Pheochromocytoma and Paraganglioma
USMLE Step 1 trap: Reverses the required sequence of alpha-then-beta blockade in pheochromocytoma preoperative management. Alpha-blockade (phenoxybenzamine or doxazosin) must be established before beta-blockade; starting beta-blockers first causes unopposed alpha-mediated vasoconstriction and can precipitate hypertensive crisis.
Pheochromocytoma is a catecholamine-secreting tumor of the adrenal medulla (chromaffin cells), and USMLE Step 1 tests it from multiple angles — but students consistently get the preoperative management sequence backwards, starting beta-blockade before alpha-blockade and risking a hypertensive crisis from unopposed alpha-mediated vasoconstriction. The exam presents patients with episodic hypertension, headache, diaphoresis, and palpitations, then asks you to identify the diagnosis, next workup step, or preoperative protocol. It also places pheochromocytoma in MEN2A, MEN2B, von Hippel-Lindau, and NF1 vignettes, so expect syndrome-based questions too.
What makes pheo genuinely tricky is that the exam deliberately tests whether you know the ORDER of things, not just the things themselves. Students often know that alpha and beta blockade are both used preoperatively, but get the sequence backwards. Starting beta-blockade first — or giving them simultaneously — can cause unopposed alpha-adrenergic vasoconstriction and trigger a hypertensive crisis. The exam exploits this by presenting a question where beta-blockade is offered as a reasonable or even first-listed option. Similarly, students default to checking serum catecholamines, which sounds logical but is actually inferior to plasma free metanephrines or 24-hour urinary fractionated metanephrines.

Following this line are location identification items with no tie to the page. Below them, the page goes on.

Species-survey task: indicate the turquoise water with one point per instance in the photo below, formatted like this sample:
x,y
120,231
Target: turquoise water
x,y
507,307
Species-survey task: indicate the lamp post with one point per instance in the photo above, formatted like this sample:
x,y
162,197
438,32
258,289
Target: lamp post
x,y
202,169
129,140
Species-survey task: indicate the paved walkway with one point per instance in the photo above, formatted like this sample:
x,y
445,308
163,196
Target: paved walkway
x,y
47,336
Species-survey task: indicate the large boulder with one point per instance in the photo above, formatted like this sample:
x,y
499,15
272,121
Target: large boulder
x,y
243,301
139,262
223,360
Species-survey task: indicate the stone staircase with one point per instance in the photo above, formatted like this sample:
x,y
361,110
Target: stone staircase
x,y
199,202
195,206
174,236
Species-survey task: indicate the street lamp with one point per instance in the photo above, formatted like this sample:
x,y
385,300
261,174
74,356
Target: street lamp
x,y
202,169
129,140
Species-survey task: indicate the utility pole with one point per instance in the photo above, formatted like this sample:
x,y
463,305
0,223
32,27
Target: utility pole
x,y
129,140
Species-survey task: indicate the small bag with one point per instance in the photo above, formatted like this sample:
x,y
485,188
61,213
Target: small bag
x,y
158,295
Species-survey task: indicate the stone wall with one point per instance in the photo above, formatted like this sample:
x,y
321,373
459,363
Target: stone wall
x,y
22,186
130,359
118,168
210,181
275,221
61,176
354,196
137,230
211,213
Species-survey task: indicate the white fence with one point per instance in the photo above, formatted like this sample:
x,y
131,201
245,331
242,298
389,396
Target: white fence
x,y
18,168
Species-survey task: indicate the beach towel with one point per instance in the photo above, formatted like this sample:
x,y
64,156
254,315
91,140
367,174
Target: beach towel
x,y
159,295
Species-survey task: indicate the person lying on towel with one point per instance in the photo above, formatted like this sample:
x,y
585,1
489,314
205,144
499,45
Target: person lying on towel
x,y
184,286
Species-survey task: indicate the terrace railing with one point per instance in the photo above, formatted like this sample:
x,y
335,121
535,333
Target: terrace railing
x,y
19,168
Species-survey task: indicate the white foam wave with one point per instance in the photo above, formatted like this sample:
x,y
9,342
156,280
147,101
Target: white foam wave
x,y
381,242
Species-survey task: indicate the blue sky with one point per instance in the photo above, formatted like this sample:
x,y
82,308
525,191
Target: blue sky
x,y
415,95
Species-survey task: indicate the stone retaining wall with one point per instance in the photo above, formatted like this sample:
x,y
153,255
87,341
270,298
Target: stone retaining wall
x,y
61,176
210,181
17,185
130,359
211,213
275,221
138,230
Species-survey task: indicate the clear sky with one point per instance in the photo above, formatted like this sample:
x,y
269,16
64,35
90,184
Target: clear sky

The rule of 10s is a high-yield organizational framework that USMLE Step 1 tests both as direct recall and embedded in vignette details (bilateral tumor, family history, extra-adrenal location). The most conceptually important rule: malignancy is NOT defined by histology. It is defined by metastasis to non-chromaffin tissue. A question that shows you 'concerning histologic features' and asks if the tumor is malignant is testing whether you fall for this trap.
Common misconceptions
What the exam tests
- Recognize the classic paroxysmal triad (hypertension, headache, diaphoresis, palpitations) as the hallmark presentation of pheochromocytoma, and know that these symptoms arise from episodic catecholamine release from a chromaffin cell tumor of the adrenal medulla.
- Apply the rule of 10s to categorize pheochromocytoma features: 10% bilateral, 10% extra-adrenal (paraganglioma), 10% malignant, 10% in children, 10% familial — and know that malignancy is defined by metastasis to non-chromaffin tissue, not histology.
- Select the correct initial biochemical test for suspected pheochromocytoma: plasma free metanephrines or 24-hour urinary fractionated metanephrines are preferred over serum catecholamines due to higher sensitivity.
- Correctly sequence preoperative management: alpha-blockade (phenoxybenzamine or doxazosin) must be established first, followed by beta-blockade; reversing this order causes unopposed alpha-mediated vasoconstriction and hypertensive crisis.